Like Kierkegaard, Sartre saw problems with rationality, calling it a form of "bad faith", an attempt by the self to impose structure on a world of phenomena — "the Other" — that is fundamentally irrational and random. According to Sartre, rationality and other forms of bad faith hinder people from finding meaning in freedom. To try to suppress their feelings of anxiety and dread, people confine themselves within everyday experience, Sartre asserts, thereby relinquishing their freedom and acquiescing to being possessed in one form or another by "the look" of "the Other" (i.e. possessed by another person — or at least one's idea of that other person). In a similar vein, Camus believed that society and religion falsely teach humans that "the Other" has order and structure. For Camus, when an individual's consciousness, longing for order, collides with the Other's lack of order, a third element is born: absurdity.

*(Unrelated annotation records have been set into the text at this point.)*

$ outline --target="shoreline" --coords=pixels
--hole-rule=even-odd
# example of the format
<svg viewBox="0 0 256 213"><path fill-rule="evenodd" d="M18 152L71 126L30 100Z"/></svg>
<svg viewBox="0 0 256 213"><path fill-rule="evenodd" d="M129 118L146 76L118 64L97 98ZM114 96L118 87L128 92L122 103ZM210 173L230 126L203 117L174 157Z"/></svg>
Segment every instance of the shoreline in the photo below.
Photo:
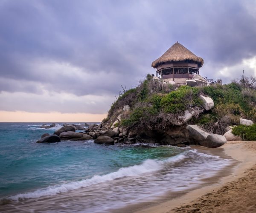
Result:
<svg viewBox="0 0 256 213"><path fill-rule="evenodd" d="M193 147L192 146L192 147ZM216 199L216 196L218 197L221 192L223 192L223 190L221 190L223 189L222 188L229 190L230 189L227 189L227 186L231 186L232 187L232 185L237 184L238 181L242 179L245 176L247 175L245 175L245 173L247 174L251 170L254 171L255 169L256 173L256 159L255 158L256 153L256 141L228 141L220 147L214 149L205 149L204 147L199 149L199 150L201 149L208 150L210 152L212 151L220 152L222 150L224 150L225 155L236 161L238 163L233 167L233 168L231 168L231 173L229 174L227 174L227 175L221 177L217 183L213 183L213 184L212 183L210 185L209 184L207 184L206 185L203 186L200 188L186 192L184 194L178 195L176 197L171 199L169 199L170 197L168 198L168 196L167 195L165 199L163 198L162 199L162 201L155 201L151 202L147 202L147 205L138 206L138 208L134 209L133 210L129 207L127 207L125 208L126 210L124 209L124 212L131 211L137 213L156 212L160 213L178 211L178 212L187 213L193 212L193 210L196 210L197 212L201 212L201 208L204 206L207 206L207 207L209 207L210 210L213 211L212 212L215 212L215 207L220 207L221 208L222 206L221 203L218 203L216 204L215 200ZM198 151L200 152L202 150L198 150ZM255 185L256 189L256 184ZM232 189L231 190L231 192L230 192L230 193L232 192ZM226 196L229 196L229 195L227 194ZM237 196L237 195L236 196ZM212 197L209 197L210 196ZM168 200L168 198L169 200L166 201ZM204 200L206 198L209 200L210 202L212 201L212 206L211 206L209 203L204 204L200 202L200 201ZM230 198L233 198L231 196ZM255 198L256 199L256 195L255 195ZM225 203L225 204L227 204L227 203ZM250 207L250 206L249 207ZM254 207L255 207L255 206ZM224 212L222 208L220 209L222 210L222 212ZM236 211L235 210L235 209L234 211ZM227 212L229 212L228 211L228 210ZM229 211L230 211L230 210Z"/></svg>

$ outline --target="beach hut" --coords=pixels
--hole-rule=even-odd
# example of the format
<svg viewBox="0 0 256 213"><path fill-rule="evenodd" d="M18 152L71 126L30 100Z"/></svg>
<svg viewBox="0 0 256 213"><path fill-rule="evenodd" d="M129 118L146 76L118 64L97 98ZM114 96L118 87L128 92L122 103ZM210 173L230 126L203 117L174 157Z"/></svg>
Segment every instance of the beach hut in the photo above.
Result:
<svg viewBox="0 0 256 213"><path fill-rule="evenodd" d="M195 55L177 41L162 56L154 61L151 66L157 69L157 76L162 80L172 78L191 79L193 74L199 75L204 59Z"/></svg>

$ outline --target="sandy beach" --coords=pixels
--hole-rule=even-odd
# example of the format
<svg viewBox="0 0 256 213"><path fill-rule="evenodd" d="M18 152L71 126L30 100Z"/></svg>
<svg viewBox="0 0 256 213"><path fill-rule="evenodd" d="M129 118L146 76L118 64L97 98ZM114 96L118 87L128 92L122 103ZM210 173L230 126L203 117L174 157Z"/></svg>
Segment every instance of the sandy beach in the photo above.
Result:
<svg viewBox="0 0 256 213"><path fill-rule="evenodd" d="M256 141L229 141L214 149L217 152L223 150L238 163L218 183L171 200L152 202L136 212L253 212L256 208Z"/></svg>

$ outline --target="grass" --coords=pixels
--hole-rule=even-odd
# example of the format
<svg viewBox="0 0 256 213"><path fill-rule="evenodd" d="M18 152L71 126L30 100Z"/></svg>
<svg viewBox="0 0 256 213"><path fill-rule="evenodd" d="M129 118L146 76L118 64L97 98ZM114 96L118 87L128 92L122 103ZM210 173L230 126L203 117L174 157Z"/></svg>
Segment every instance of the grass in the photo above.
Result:
<svg viewBox="0 0 256 213"><path fill-rule="evenodd" d="M203 109L203 101L199 96L204 95L213 99L214 107L198 118L193 118L190 124L203 126L210 132L222 134L227 126L239 124L241 117L256 121L256 92L245 89L239 83L202 87L183 86L177 88L159 83L148 74L139 86L128 90L112 104L107 119L117 116L116 112L128 104L131 111L119 126L165 128L186 109Z"/></svg>
<svg viewBox="0 0 256 213"><path fill-rule="evenodd" d="M239 125L233 128L232 133L241 136L244 140L256 141L256 124L249 126Z"/></svg>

The notion of the Absurd contains the idea that there is no meaning to be found in the world beyond what meaning we give to it. This meaninglessness also encompasses the amorality or "unfairness" of the world. This contrasts with "karmic" ways of thinking in which "bad things don't happen to good people"; to the world, metaphorically speaking, there is no such thing as a good person or a bad thing; what happens happens, and it may just as well happen to a "good" person as to a "bad" person.
Because of the world's absurdity, at any point in time, anything can happen to anyone, and a tragic event could plummet someone into direct confrontation with the Absurd. The notion of the absurd has been prominent in literature throughout history. Søren Kierkegaard, Franz Kafka, Fyodor Dostoevsky and many of the literary works of Jean-Paul Sartre and Albert Camus contain descriptions of people who encounter the absurdity of the world. Albert Camus studied the issue of "the absurd" in his essay The Myth of Sisyphus.
Though nihilism and existentialism are distinct philosophies, they are often confused with one another. A primary cause of confusion is that Friedrich Nietzsche is an important philosopher in both fields, but also the existentialist insistence on the absurd and the inherent meaninglessness of the world. Existentialist philosophers often stress the importance of Angst as signifying the absolute lack of any objective ground for action, a move that is often reduced to a moral or an existential nihilism. A pervasive theme in the works of existentialist philosophy, however, is to persist through encounters with the absurd, as seen in Camus' The Myth of Sisyphus, and it is only very rarely that existentialist philosophers dismiss morality or one's self-created meaning: Kierkegaard regained a sort of morality in the religious (although he wouldn't himself agree that it was ethical; the religious suspends the ethical), and Sartre's final words in Being and Nothingness are "All these questions, which refer us to a pure and not an accessory (or impure) reflection, can find their reply only on the ethical plane. We shall devote to them a future work." Hence, existentialists believe that one can create value and meaning, whilst nihilists will deny this.
Herbert Marcuse criticised Existentialism, especially Being and Nothingness (1943), by Jean-Paul Sartre, for projecting anxiety and meaninglessness onto the nature of existence itself: "Insofar as Existentialism is a philosophical doctrine, it remains an idealistic doctrine: it hypostatizes specific historical conditions of human existence into ontological and metaphysical characteristics. Existentialism thus becomes part of the very ideology which it attacks, and its radicalism is illusory". In 1946, Sartre already had replied to Marxist criticism of Existentialism in the lecture Existentialism is a humanism. In Jargon of Authenticity, Theodor Adorno criticised Heidegger's philosophy, especially his use of language, as a mystifying ideology of advanced, industrial society, and its power structure.
In Letter on Humanism, Heidegger criticized Sartre's existentialism:
Logical positivists, such as Carnap and Ayer, say Existentialists frequently are confused about the verb "to be" in their analyses of "being". They argue that the verb is transitive, and pre-fixed to a predicate (e.g., an apple is red): without a predicate, the word is meaningless.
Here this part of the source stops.